When you try the trading approach through a single medium it is necessary that the same is appropriate arc reference time: it is necessary that the average is calculated with a restricted time horizon for the short term trading, such as daily, and instead it is calculated at longer horizons if the type of trading has taken a position trading.
The signals and the false signals with the use of a moving average
We have already said that the signals that you may have are of two types: when the price crosses the average from the bottom to the top you have a typical purchase signal (buy); when the price crosses above the average down, the operating signal to follow is to sell (sell).

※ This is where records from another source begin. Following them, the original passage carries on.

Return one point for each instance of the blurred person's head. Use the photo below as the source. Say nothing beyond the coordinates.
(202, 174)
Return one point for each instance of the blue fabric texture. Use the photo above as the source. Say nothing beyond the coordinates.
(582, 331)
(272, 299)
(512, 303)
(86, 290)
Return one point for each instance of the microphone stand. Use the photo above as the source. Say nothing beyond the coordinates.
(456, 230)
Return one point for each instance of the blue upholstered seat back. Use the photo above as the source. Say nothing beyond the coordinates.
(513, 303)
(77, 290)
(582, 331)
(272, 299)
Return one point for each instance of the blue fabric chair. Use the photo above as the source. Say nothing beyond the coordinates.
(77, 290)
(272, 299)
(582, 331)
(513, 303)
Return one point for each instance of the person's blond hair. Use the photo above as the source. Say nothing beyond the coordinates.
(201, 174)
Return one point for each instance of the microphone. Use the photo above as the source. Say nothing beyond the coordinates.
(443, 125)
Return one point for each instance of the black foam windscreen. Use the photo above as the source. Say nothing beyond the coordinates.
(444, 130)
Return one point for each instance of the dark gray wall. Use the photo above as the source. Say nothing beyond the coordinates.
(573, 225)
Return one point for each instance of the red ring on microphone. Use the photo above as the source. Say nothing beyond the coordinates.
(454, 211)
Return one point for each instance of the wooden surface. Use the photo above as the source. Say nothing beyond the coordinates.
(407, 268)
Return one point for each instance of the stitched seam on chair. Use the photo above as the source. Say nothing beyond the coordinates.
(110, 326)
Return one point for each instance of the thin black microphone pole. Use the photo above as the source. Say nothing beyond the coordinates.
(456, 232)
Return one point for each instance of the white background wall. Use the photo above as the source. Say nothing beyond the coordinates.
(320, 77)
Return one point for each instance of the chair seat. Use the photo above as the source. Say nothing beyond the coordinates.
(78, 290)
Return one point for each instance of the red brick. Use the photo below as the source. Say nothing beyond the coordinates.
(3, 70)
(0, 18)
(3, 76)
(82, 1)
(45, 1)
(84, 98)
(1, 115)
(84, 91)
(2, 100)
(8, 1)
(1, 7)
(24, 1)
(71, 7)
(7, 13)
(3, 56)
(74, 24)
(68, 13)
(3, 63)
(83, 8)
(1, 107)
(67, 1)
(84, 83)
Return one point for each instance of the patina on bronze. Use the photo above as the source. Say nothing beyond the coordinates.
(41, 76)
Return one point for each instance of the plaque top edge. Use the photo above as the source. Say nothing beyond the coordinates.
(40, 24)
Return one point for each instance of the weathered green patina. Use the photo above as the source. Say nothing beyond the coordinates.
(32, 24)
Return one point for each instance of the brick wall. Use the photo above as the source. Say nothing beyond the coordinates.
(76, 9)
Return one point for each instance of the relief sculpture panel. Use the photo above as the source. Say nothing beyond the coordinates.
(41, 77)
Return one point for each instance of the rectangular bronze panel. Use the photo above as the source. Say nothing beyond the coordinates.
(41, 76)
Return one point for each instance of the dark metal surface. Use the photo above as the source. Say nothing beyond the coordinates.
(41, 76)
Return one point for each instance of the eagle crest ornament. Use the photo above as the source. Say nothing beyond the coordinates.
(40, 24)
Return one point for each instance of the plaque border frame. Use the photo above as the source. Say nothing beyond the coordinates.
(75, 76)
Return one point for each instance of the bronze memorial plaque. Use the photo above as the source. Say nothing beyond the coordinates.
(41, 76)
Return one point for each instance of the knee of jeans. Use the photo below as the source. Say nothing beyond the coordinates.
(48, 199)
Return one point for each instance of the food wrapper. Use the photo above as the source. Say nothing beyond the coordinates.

In general, especially in intraday level, prices perform the sudden jerking upward or downward moving average but the signal is then confirmed by the closing price. In this case, you should pay attention because there may be a sudden turnaround.
The operating trading via two moving averages
To avert this problem can be useful to resort to the use of two moving averages. In this case the signals supplied will have a higher predictive value as are obtained by observing the intersection of the middle of the latter and not with the prices.
The buy signal is given from the intersection from the bottom to the top of the faster moving average (for example at 8 period fast -21 period slower ) short time frame (50 / 100 periods -200 days) for long time frame
The sell signal it has, on the contrary, when the average faster pierces from the top down the slower one.
This method reduces the motions made by rapid ascents and sudden descents, dampening the danger of false signals.
The use of the three moving averages to optimize the timing and operability on the market
If we try to assist the signal provided by the two medium with a further medium it is considerably reduces the risk of false signals and prevents open positions are contrary to the trend in prices. In this case, it is necessary to open a long position only when the average faster crosses, from the bottom to the top, the slower one. The position will be closed only when the average faster crosses, from top to bottom, the second medium (and not the slower one). At this point it is better to stay out of the market because it is only with the top cross down the fast average with the slower you can go short, having a clear bearish signal.